# Beginner needs help installing gnome 2 with wireless connection



## horny-sama (Oct 1, 2012)

Hi, I am a noob when it comes to FreeBSD. I have successfully install FreeBSD 9.1 and I am trying to install gnome 2 interface on it. I have created a user, but I only have wireless internet connection. I am just wondering is it possible to install gnome 2 through wireless connection and if so how? I am using an alienware m11xr2 with Bigfoot Killer N1103 wireless card (the linux driver for it is ath9k). 
I tried the cmd under the new user account I create:
[cmd=]echo 'setenv PACKAGERROOT ftp://ftp.sunet.se' >>. eshrc[/cmd]
output
[/code]
cannot creat .: Is a directory[/code]


----------



## jb_fvwm2 (Oct 2, 2012)

In the jpg file, you have an extra space between the dot and the filename. No time to answer the other questions, but long forum threads can offer hints...


----------



## SirDice (Oct 2, 2012)

horny-sama said:
			
		

> I tried the command under the new user account I create:
> [cmd=]echo 'setenv PACKAGERROOT ftp://ftp.sunet.se' >>. eshrc[/cmd]

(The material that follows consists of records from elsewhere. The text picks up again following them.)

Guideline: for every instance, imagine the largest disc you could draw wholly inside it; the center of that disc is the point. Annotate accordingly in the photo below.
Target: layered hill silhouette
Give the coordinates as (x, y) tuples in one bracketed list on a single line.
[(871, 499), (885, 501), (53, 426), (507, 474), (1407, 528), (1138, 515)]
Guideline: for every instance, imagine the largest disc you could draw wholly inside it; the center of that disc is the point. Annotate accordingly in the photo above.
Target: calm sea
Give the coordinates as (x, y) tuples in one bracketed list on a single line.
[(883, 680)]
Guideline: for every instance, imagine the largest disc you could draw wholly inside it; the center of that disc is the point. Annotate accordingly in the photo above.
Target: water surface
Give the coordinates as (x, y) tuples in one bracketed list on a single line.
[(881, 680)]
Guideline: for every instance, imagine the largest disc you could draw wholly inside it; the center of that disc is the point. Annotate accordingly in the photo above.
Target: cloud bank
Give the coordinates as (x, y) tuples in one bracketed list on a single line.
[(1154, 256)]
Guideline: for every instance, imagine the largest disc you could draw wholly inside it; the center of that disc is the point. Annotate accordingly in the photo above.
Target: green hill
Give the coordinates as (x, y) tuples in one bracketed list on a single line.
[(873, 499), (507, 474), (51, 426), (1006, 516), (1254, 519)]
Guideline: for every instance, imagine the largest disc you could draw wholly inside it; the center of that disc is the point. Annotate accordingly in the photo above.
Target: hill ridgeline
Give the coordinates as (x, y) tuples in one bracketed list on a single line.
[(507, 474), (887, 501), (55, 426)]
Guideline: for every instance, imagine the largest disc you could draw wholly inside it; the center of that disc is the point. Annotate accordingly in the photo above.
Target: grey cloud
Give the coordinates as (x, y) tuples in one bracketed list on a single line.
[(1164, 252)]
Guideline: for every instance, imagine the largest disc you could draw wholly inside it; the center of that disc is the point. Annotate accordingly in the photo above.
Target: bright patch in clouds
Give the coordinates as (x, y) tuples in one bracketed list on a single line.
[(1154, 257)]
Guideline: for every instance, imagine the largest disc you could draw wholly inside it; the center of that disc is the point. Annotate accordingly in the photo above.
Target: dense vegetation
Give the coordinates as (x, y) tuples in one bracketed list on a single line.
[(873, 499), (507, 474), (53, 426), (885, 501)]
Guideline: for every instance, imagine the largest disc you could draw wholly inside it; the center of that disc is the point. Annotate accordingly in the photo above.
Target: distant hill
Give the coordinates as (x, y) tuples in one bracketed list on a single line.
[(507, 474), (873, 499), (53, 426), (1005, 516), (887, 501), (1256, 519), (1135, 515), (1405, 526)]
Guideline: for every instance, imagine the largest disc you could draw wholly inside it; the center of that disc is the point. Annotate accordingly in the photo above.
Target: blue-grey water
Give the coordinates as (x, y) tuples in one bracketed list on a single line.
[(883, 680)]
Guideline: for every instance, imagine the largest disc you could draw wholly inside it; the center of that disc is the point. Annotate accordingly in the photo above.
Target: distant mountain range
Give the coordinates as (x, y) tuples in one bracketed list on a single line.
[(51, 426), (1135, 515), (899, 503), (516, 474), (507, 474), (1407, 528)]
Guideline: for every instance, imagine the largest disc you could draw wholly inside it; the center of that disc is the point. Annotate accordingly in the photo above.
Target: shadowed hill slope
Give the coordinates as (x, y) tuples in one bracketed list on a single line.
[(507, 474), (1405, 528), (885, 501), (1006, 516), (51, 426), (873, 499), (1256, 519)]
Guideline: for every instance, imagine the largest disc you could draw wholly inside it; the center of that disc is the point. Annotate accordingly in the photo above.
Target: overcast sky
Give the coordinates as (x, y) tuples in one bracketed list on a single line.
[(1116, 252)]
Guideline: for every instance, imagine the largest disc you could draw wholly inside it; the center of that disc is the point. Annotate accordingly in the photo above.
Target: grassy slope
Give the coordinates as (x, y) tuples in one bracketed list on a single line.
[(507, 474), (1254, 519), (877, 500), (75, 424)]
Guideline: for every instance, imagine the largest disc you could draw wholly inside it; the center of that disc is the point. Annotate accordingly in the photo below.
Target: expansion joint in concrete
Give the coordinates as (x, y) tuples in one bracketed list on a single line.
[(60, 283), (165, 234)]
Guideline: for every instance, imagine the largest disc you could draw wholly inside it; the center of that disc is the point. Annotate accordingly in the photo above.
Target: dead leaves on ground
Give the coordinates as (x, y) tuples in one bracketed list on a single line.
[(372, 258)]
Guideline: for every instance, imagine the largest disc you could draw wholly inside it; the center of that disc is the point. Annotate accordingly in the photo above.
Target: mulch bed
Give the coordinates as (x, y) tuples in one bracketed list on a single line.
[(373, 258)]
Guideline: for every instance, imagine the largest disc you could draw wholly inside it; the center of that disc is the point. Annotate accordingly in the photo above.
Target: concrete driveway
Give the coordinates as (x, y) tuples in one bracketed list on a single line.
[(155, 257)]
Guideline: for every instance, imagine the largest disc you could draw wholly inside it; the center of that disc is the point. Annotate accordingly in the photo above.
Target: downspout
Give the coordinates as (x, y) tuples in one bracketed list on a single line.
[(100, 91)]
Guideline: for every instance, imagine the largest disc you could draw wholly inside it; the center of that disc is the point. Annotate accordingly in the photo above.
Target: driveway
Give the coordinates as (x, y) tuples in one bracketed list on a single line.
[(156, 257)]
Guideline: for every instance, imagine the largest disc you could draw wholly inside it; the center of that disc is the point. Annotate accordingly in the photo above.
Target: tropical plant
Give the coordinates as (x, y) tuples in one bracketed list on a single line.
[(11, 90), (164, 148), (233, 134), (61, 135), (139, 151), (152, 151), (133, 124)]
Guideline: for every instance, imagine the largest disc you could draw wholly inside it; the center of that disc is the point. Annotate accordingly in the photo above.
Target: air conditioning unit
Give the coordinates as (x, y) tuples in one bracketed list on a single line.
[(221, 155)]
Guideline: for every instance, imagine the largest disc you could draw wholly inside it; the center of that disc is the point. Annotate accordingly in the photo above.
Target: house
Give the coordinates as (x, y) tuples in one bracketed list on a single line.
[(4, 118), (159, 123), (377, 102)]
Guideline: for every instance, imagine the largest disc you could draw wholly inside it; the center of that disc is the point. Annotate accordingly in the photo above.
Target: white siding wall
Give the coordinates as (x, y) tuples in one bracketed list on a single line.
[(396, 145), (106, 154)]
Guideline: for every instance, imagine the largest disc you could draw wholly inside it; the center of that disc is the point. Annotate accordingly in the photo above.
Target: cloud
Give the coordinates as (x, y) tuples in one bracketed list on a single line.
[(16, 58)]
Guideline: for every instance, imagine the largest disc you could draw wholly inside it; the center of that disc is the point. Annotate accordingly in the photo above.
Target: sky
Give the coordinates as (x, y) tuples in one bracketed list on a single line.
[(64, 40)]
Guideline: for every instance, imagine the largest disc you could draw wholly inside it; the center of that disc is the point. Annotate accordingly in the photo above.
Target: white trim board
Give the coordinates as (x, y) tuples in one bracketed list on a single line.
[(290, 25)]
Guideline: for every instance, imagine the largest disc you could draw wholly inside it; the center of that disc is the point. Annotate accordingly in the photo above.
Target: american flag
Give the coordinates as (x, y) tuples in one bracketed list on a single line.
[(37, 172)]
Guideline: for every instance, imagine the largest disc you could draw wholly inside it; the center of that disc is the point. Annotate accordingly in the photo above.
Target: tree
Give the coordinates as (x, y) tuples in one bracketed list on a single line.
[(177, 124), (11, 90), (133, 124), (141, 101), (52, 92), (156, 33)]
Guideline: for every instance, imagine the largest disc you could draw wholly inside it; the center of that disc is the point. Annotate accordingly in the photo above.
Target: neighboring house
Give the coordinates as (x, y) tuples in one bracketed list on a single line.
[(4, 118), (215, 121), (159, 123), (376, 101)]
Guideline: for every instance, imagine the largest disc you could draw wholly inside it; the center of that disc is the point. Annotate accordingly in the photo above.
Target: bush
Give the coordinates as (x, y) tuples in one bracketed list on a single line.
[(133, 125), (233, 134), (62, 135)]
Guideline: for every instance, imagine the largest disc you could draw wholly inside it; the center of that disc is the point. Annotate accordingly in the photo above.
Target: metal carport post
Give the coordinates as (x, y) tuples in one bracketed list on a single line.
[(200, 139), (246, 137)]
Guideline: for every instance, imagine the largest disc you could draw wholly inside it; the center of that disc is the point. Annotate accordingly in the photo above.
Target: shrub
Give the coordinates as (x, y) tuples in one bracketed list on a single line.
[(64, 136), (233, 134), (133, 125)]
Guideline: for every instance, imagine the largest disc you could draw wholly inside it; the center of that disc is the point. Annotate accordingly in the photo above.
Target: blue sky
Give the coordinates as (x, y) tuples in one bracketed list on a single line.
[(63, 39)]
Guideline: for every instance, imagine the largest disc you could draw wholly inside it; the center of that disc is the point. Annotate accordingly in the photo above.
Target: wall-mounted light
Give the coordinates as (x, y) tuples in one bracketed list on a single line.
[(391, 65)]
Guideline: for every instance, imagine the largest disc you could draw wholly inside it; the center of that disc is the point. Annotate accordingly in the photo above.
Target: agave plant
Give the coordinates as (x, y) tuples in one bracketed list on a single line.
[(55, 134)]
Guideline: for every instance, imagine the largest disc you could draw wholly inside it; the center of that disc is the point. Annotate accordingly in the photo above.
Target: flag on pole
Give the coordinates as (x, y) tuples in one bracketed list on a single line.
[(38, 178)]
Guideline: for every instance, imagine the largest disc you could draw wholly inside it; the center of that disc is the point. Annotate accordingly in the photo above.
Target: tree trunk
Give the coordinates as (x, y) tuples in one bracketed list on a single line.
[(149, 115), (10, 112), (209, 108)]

Dot is in the wrong place. And don't set PACKAGEROOT, set PACKAGESITE

[cmd=]echo 'setenv PACKAGESITE ftp://ftp.sunet.se' >> .eshrc[/cmd]

As for installing over wireless, it works just like over wired. So get your wireless working first or you won't have internet access at all.

Handbook: 32.3 Wireless Networking


----------